Reanimation 2025: 53,5 % beginnen vor Rettungsdienst
Mehr als jede zweite Reanimation startet vor Eintreffen der Hilfe – AEDs nur bei 2 % eingesetzt
53,5 Prozent der außerklinischen Reanimationen beginnen in Deutschland bereits vor dem Eintreffen des Rettungsdienstes. Der außerklinische Jahresbericht 2025 des Deutschen Reanimationsregisters zeigt damit die wachsende Bedeutung von Ersthelfenden und alarmierten Helfersystemen. Gleichzeitig bleibt die frühe Defibrillation eine Schwachstelle: Nur rund 2 Prozent der Reanimationsfälle werden durch Ersthelfende mit einem AED defibrilliert.

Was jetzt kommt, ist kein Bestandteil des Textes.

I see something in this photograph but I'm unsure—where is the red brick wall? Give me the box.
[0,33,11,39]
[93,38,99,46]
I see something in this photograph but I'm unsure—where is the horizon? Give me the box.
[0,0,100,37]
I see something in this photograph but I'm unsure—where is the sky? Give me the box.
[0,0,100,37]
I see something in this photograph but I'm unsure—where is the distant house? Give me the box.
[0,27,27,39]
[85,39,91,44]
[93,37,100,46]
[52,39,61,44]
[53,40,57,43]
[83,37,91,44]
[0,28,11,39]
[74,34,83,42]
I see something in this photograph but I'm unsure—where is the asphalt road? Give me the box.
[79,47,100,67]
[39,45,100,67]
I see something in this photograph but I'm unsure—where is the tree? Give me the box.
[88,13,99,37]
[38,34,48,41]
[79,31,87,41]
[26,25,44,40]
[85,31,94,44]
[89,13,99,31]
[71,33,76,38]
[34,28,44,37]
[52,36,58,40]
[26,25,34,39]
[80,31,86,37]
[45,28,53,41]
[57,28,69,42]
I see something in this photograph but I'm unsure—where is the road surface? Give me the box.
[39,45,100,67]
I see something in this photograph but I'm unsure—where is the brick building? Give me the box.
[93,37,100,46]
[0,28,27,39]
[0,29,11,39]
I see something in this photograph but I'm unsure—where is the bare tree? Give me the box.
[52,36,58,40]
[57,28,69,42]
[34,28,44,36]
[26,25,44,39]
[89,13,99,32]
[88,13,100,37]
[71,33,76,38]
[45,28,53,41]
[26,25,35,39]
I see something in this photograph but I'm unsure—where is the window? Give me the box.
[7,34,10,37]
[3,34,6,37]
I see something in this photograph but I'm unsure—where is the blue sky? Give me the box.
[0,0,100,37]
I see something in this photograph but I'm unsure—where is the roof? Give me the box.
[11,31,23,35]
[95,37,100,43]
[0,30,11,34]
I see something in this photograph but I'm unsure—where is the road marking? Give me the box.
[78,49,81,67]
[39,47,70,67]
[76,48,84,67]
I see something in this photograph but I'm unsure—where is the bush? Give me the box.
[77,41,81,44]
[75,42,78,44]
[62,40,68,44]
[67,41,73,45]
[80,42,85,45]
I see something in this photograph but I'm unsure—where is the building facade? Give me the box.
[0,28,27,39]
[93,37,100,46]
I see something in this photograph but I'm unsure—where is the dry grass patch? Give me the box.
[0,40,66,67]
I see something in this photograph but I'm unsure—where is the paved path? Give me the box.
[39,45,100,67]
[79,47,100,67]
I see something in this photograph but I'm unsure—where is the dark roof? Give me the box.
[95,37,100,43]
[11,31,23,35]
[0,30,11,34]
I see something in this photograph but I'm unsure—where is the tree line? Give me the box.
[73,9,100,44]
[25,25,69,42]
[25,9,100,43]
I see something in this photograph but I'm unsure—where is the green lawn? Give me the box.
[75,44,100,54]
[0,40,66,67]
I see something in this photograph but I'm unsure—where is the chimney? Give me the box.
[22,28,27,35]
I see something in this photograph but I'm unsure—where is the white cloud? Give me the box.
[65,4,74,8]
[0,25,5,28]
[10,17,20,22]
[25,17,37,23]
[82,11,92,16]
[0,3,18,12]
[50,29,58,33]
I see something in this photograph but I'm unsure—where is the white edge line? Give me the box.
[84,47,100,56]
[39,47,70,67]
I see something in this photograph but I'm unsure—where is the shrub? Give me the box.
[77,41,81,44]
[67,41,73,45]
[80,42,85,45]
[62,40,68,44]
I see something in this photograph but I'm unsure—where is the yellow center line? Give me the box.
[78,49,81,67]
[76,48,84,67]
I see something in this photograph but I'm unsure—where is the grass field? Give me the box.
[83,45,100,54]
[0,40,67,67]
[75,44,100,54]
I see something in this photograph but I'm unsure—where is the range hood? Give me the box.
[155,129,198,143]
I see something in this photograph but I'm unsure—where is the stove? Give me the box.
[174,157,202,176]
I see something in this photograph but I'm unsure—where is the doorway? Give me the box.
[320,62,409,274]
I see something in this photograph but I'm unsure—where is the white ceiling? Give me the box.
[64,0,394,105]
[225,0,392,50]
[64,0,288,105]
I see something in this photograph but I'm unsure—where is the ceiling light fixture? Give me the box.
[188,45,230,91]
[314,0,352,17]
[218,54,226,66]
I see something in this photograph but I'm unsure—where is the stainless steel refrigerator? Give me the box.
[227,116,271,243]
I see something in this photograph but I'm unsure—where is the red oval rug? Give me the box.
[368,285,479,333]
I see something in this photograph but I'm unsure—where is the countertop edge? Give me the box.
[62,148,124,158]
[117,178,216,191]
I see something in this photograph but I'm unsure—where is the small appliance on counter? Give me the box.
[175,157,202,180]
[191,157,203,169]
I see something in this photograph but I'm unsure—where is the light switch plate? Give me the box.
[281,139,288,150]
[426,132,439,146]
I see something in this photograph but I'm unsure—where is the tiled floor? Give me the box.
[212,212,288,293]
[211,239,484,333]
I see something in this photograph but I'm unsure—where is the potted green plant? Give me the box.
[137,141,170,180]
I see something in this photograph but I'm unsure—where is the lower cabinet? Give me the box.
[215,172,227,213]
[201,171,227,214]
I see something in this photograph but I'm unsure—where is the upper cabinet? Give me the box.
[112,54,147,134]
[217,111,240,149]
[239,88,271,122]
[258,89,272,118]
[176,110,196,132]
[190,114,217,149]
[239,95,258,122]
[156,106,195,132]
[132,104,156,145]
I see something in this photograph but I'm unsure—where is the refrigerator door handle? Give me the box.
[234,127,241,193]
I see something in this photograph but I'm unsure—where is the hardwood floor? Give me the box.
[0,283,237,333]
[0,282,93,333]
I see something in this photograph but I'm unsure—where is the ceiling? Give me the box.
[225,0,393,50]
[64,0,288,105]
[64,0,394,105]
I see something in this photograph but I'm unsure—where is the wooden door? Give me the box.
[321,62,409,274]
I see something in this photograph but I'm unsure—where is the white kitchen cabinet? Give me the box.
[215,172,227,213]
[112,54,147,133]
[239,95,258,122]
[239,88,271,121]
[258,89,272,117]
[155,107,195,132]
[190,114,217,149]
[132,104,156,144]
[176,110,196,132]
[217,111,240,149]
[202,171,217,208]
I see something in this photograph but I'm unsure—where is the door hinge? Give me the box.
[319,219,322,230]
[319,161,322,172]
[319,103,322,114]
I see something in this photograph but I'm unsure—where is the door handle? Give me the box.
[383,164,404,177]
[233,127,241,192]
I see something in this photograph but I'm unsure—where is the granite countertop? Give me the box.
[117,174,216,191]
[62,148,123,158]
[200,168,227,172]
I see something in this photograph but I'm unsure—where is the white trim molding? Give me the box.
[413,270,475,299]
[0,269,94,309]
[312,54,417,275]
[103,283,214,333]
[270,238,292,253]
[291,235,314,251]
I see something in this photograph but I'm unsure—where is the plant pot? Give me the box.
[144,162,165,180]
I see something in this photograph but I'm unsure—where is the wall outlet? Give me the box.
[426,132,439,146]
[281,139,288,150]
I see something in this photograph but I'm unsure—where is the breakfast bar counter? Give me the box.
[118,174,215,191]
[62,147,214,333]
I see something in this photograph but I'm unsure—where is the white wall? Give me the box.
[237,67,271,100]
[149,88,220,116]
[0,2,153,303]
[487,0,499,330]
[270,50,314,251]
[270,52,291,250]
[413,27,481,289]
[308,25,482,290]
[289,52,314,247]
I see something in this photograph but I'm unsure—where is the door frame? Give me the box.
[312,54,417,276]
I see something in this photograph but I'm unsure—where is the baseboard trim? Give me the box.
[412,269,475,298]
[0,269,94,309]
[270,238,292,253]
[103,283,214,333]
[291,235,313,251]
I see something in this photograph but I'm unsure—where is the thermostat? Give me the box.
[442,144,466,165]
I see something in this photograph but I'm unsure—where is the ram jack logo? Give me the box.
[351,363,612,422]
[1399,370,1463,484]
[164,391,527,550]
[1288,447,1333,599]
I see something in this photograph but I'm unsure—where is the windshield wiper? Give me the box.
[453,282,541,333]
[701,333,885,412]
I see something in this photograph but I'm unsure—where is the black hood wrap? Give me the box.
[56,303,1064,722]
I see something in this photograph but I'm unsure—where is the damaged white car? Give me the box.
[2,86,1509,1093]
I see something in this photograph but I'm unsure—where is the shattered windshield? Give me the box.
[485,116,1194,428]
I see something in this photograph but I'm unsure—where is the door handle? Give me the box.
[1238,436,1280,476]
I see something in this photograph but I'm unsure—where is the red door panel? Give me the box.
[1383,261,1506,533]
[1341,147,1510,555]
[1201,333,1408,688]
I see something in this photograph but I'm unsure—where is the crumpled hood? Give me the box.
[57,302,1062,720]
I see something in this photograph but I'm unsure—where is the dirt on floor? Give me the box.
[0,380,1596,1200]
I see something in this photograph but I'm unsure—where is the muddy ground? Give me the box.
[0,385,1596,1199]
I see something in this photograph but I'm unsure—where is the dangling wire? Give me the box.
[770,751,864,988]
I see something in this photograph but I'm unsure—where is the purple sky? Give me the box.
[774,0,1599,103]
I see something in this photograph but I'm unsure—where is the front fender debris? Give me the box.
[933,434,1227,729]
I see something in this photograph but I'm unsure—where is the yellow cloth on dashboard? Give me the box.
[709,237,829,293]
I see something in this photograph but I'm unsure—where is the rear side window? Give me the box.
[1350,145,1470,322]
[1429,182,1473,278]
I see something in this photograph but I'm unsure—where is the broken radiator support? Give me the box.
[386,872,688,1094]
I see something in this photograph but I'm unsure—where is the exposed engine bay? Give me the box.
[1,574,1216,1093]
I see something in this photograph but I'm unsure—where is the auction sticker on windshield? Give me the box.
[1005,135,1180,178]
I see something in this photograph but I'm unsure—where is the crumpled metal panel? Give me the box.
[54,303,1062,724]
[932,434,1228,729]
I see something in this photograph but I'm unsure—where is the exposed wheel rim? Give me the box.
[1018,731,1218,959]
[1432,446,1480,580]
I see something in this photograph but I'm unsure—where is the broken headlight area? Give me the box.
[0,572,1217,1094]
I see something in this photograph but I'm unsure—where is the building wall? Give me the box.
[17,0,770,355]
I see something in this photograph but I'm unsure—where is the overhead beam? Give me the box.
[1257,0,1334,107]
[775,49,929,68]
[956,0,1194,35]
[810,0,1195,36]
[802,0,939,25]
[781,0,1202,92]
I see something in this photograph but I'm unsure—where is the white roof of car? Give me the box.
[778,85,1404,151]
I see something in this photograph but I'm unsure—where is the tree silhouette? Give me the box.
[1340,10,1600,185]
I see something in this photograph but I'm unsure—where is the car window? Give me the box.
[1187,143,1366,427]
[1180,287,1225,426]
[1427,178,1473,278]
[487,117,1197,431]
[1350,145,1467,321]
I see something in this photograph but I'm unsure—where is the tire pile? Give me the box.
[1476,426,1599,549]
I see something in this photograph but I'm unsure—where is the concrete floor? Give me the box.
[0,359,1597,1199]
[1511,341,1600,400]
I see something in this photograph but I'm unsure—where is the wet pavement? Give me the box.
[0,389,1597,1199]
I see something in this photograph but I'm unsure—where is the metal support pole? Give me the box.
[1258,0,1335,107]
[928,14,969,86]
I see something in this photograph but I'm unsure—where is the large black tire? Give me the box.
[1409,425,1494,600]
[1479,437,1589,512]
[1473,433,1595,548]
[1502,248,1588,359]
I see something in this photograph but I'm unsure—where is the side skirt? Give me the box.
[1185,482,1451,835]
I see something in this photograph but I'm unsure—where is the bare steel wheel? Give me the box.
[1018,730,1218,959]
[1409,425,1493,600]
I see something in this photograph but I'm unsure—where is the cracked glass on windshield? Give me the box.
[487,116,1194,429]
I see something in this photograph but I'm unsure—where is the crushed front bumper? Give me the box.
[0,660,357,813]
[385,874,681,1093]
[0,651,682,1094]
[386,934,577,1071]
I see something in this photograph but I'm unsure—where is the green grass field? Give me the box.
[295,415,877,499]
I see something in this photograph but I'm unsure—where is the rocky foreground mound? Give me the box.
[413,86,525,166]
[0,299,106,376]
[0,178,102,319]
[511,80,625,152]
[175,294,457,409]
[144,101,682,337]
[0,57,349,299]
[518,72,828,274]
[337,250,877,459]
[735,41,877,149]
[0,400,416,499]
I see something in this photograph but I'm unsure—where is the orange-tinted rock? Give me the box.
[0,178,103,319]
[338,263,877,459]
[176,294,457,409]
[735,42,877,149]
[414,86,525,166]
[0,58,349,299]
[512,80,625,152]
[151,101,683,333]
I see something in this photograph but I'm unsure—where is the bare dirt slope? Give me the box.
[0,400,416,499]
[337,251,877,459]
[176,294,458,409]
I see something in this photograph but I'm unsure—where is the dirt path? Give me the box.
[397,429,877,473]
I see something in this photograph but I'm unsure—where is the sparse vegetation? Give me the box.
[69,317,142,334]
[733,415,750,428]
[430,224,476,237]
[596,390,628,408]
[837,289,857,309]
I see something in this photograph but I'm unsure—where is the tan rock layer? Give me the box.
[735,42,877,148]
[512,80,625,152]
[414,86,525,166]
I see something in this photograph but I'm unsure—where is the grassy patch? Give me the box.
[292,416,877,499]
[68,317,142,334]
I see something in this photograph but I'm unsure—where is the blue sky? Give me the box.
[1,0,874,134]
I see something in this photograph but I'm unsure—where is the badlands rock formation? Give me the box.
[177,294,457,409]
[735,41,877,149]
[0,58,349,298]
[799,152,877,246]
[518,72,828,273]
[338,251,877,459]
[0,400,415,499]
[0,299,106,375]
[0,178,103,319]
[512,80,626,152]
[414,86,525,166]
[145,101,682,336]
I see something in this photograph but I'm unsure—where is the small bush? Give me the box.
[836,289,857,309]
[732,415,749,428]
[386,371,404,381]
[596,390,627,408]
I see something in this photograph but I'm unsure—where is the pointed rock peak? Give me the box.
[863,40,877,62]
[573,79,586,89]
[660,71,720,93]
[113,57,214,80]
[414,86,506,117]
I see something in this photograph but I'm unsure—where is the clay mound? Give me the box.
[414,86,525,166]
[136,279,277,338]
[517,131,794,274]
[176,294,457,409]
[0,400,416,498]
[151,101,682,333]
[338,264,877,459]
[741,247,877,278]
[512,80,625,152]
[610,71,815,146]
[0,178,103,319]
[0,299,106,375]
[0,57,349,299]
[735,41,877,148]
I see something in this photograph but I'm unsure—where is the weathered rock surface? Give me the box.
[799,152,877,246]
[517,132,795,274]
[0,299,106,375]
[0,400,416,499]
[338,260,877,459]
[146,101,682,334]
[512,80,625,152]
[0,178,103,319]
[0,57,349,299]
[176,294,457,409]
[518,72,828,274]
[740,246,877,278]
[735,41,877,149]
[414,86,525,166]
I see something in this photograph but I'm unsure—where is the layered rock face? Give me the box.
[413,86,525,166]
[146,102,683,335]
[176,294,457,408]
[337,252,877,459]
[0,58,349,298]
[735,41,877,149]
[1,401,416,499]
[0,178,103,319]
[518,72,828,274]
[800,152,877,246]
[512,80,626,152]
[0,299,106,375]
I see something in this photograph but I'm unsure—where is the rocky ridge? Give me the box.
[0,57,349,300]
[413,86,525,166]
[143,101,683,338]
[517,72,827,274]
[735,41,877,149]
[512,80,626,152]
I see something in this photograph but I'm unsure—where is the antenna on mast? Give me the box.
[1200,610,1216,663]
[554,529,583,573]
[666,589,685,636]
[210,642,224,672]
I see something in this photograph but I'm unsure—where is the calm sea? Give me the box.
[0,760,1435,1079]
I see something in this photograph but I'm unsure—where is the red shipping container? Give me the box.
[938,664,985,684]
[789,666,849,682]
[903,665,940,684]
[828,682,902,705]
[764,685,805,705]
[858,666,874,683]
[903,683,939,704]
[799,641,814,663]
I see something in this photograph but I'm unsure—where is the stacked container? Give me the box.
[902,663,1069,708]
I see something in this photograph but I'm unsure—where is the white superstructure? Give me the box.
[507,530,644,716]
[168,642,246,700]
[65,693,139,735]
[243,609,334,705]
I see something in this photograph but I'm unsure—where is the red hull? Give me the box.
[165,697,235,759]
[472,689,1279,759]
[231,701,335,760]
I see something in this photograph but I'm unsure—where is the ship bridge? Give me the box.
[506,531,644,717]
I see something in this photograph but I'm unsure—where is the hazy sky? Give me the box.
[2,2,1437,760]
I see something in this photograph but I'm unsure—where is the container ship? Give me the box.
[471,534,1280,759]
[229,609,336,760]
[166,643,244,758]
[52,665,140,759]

Rund 130.000 Menschen erleiden in Deutschland jedes Jahr einen Herz-Kreislauf-Stillstand außerhalb eines Krankenhauses. Das entspricht durchschnittlich mehr als 350 Betroffenen pro Tag. In etwa der Hälfte der Fälle, rund 65.000 Patientinnen und Patienten, konnte der Rettungsdienst Wiederbelebungsmaßnahmen einleiten.
Diese Zahlen gehen aus dem außerklinischen Jahresbericht 2025 des Deutschen Reanimationsregisters hervor. Für den Bericht wurden Daten von 208 Notarzt- und Rettungsdiensten ausgewertet. Die teilnehmenden Dienste decken gemeinsam eine Versorgungsregion mit rund 37 Millionen Einwohnern ab. Für die bundesweiten Hochrechnungen wurde eine Referenzgruppe von 56 besonders vollständig dokumentierenden Standorten herangezogen.
Mehr als jede zweite Reanimation beginnt vor dem Rettungsdienst
In 38,4 Prozent der Fälle unterstützten Mitarbeitende der Leitstellen die Ersthelfenden telefonisch bei der Reanimation. Erstmals unterscheidet das Deutsche Reanimationsregister zudem zwischen alarmierten Ersthelfenden (APP-Retter) und First Respondern. Beide Gruppen waren bereits an mehr als zwölf Prozent der Reanimationen beteiligt. In knapp zehn Prozent der Fälle begannen sie die Wiederbelebung noch vor dem Eintreffen des Rettungsdienstes. Da die Dokumentation alarmierter Ersthelfender erst seit Mitte 2025 möglich ist, könnte deren tatsächlicher Beitrag noch höher liegen.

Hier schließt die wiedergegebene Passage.